Carbon dioxide emissions that contribute to global warming are turning the oceans more acidic at the fastest pace in hundreds of thousands of years, the U.S. National Research Council warns.
The chemistry of the ocean is changing at an unprecedented rate and magnitude due to anthropogenic carbon dioxide emissions, the U.S. National Research Council said in a statement Thursday. The rate of change exceeds any known to have occurred for at least the past hundreds of thousands of years.
Ocean acidification eats away at coral reefs, interferes with some fish species' ability to find their homes and can hurt commercial shellfish such as mussels and oysters by reducing their ability to make their protective shells.
When carbon dioxide is absorbed by the oceans, it reacts with sea water to form carbonic acid. Unless human carbon dioxide emissions are curbed, oceans will grow more acidic, the report said.
Oceans absorb about one-third of all human-generated carbon dioxide emissions, including those from burning fossil fuels, cement production and deforestation, the report said.

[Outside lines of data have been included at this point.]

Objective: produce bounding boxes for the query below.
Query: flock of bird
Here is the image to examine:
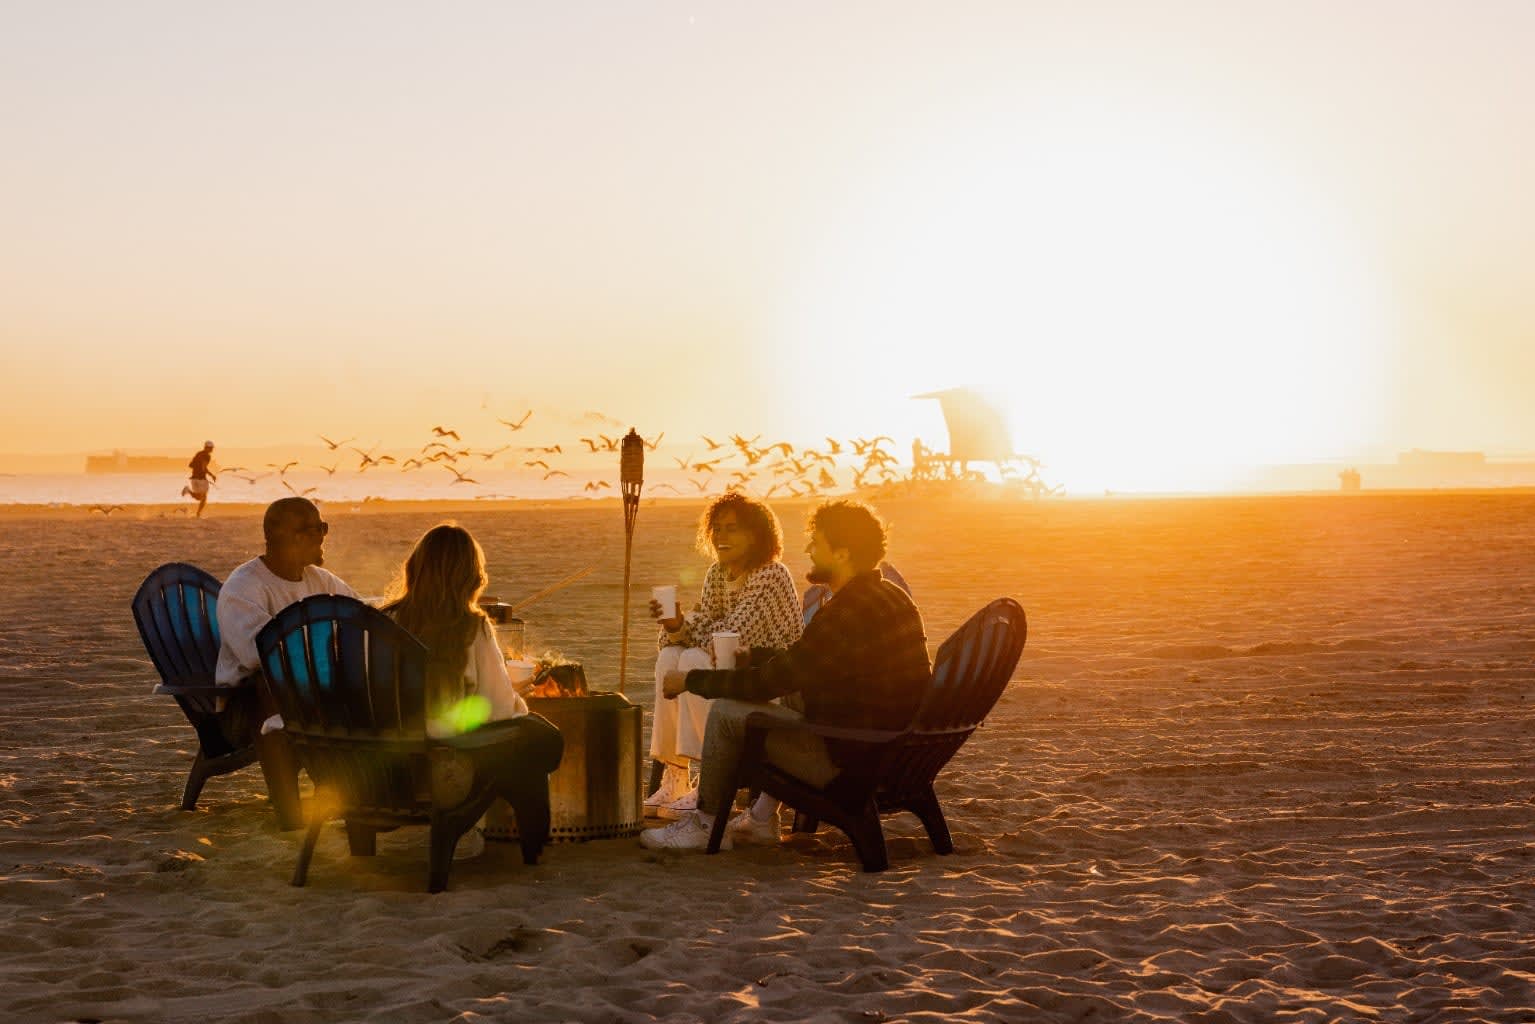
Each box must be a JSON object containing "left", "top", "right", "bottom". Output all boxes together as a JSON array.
[{"left": 200, "top": 410, "right": 927, "bottom": 505}]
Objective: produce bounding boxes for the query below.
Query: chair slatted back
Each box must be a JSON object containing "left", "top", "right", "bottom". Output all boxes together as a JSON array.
[
  {"left": 878, "top": 598, "right": 1027, "bottom": 799},
  {"left": 131, "top": 563, "right": 223, "bottom": 713},
  {"left": 257, "top": 595, "right": 431, "bottom": 815}
]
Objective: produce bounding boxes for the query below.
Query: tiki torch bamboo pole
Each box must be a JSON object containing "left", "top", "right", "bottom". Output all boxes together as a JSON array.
[{"left": 618, "top": 429, "right": 644, "bottom": 694}]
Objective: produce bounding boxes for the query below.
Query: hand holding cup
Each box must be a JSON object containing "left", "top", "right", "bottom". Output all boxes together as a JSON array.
[
  {"left": 650, "top": 585, "right": 683, "bottom": 632},
  {"left": 711, "top": 630, "right": 740, "bottom": 670}
]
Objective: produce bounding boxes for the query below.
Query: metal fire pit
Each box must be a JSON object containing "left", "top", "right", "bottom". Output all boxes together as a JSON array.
[{"left": 486, "top": 691, "right": 642, "bottom": 843}]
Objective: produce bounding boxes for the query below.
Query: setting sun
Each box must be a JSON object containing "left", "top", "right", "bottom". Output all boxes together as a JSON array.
[{"left": 782, "top": 95, "right": 1392, "bottom": 492}]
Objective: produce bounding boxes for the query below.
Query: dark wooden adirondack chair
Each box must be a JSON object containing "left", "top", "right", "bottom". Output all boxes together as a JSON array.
[
  {"left": 131, "top": 563, "right": 260, "bottom": 810},
  {"left": 257, "top": 594, "right": 560, "bottom": 893},
  {"left": 707, "top": 597, "right": 1027, "bottom": 871}
]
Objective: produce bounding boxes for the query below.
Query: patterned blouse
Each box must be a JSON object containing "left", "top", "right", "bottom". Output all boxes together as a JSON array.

Scientists have been studying this growing problem for years, but ocean acidification has generally had a low priority at international and U.S. discussions of climate change.
Ocean acidification was centre stage at a congressional hearing Thursday, the 40th anniversary of Earth Day in the United States.
This increase in [ocean] acidity threatens to decimate entire species, including those that are at the foundation of the marine food chain, Democratic Senator Frank Lautenberg of New Jersey said.